罗布:“听说还没彻底定下,只是两家有这个意思,往市场放消息,两家股价都略升了,可蒋乌衡很难搞,态度冷淡。反而是赵学长跟越学姐更可能有苗头,毕竟家世相当,又都优秀,还都是留学党。。。。。。我刚听班长他们说起,不知道真假。”
陈上镜:“啊?越学姐还能不知道赵学长有暗恋的白月光吗?大家都同校,人尽皆知,这也行?”
老赵:“联姻不考虑这些东西吧,他们那个圈层的我们不懂。”
罗布:“蒋赵两家又有那事儿。。。。。。听说蒋家当年联姻的对象第一排序的其实是越家,蒋乌衡在国外跟越学姐接触不少,他们朋友圈有晒过一起玩的照片。”
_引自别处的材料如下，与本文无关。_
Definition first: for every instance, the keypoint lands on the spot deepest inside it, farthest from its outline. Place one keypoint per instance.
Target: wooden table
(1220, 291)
陈上镜:“!!!如果凑上柳家的,岂不是能打一桌麻将?”
不怪他们在这八卦,实在是这些豪门流行联姻,此前早有案例,比如蒋越赵这些人的父母一辈跟哥哥姐姐们,实则都已经入这个圈了,加上其他门户,就像在玩连连看。
财富跟关系网无限集中。
平凡老百姓能吃上的也只有瓜了。
罗布:“要是那位白月光也在,我滴天!好修罗场的一盘麻将局!”
陈上镜:“幸好咱们跑得快,小说果然来自生活啊,我想象不到他们万一凑一个电梯里面该怎么呼吸。。。。。”
身后忽然有声。
“一般我们不呼吸,我们憋气。”
三个吃瓜吃到飞起的仓鼠身体一僵,都不敢回头,但还是从电梯银冷如镜的门面看到了他们身后站着人。
高的那个,长出一截。
庄栖迟:“。。。。。。”
一个胖子,一个高达。
对,高高大大的高达。
又帅又冷,说话声还没人气儿,跟人形凶兵一样。
胖子陈玄笑哈哈打招呼,“你们好啊,那边人太多了,估计也坐不下,我们过来跟你们一起。”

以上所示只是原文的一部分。